A symptom gives us evidence for something. A high temperature may be a symptom of infection — it typically accompanies it, and its presence makes infection more likely. But a criterion is different: it is what we call a certain condition. The criterion for angina, for instance, might be a particular bacillus; its presence doesn't merely indicate angina, it is what angina consists in according to our current medical practice. Criteria are internal to our conceptual scheme in a way that symptoms are not.
The philosophical importance of the distinction is most visible in discussions of mind. When we say someone is in pain, what is our evidence — and is that evidence criterial or symptomatic? Wittgenstein argues that pain behaviour — writhing, groaning, guarding a wound — functions as a criterion, not merely a symptom, of pain. It is not that behaviour gives us fallible evidence of an inner state; the concept of pain is at home precisely in the context of such behaviour. This does not mean that people cannot pretend, or that pain just is behaviour — but it changes what kind of knowledge claims about others' pain amount to.

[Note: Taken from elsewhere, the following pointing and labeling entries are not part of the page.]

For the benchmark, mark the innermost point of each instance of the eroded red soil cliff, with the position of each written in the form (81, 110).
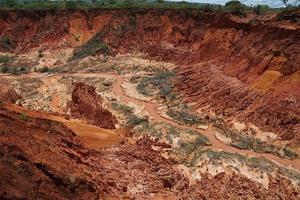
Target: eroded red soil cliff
(43, 159)
(87, 104)
(242, 68)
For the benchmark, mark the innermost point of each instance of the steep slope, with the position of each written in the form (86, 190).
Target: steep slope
(43, 159)
(246, 69)
(87, 104)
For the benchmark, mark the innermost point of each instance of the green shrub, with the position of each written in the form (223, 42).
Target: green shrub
(91, 48)
(40, 53)
(161, 80)
(135, 120)
(184, 117)
(5, 42)
(43, 70)
(4, 69)
(71, 5)
(123, 108)
(4, 58)
(23, 117)
(289, 153)
(235, 7)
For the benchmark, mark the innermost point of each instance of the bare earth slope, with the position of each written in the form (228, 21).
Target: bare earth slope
(248, 69)
(69, 170)
(86, 104)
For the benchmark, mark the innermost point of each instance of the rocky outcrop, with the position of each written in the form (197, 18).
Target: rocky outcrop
(8, 95)
(242, 68)
(42, 159)
(87, 104)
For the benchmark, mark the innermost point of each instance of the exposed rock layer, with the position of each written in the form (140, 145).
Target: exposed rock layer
(42, 159)
(242, 68)
(87, 104)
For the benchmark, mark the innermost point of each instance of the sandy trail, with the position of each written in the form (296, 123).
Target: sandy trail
(151, 107)
(92, 136)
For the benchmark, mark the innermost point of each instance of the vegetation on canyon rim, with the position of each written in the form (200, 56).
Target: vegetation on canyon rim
(234, 6)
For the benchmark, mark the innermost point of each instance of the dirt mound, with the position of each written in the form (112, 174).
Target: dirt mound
(8, 95)
(224, 186)
(87, 104)
(29, 169)
(68, 170)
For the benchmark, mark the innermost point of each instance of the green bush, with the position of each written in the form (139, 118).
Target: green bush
(235, 7)
(123, 108)
(23, 117)
(135, 120)
(43, 69)
(71, 5)
(184, 117)
(40, 53)
(91, 48)
(4, 58)
(161, 80)
(5, 42)
(289, 153)
(4, 69)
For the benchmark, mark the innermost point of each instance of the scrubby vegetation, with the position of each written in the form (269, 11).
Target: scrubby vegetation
(6, 43)
(23, 117)
(161, 81)
(243, 141)
(4, 59)
(13, 70)
(184, 116)
(91, 48)
(232, 6)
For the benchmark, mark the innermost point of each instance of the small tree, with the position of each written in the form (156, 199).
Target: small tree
(235, 7)
(71, 5)
(286, 3)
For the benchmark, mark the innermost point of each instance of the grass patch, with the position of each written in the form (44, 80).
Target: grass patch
(4, 59)
(123, 108)
(6, 43)
(92, 48)
(23, 117)
(13, 70)
(161, 81)
(184, 116)
(135, 120)
(289, 153)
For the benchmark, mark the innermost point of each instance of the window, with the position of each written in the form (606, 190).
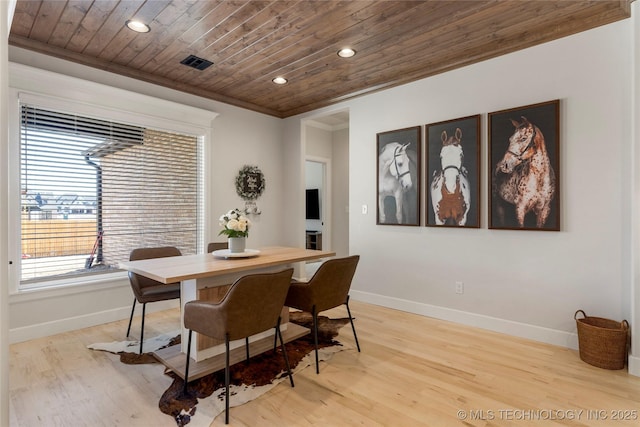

One of Wittgenstein's subtler observations is that criteria can shift. What serves as the criterion for a concept in one context may become merely symptomatic in another, as theoretical understanding deepens. This is not a defect of language but a feature of how our conceptual practices develop with our practical and theoretical needs. Philosophy's mistake is to freeze a criterion and demand its universal application — to ask "but what is pain really?" as if one answer must hold across all contexts.
The criterion/symptom distinction is developed in the Blue Book (pp. 24–25 of the standard edition) and takes on a central role in discussions of psychological concepts in the Investigations. The concept is analyzed at length by Gordon Baker and P.M.S. Hacker in their multi-volume commentary.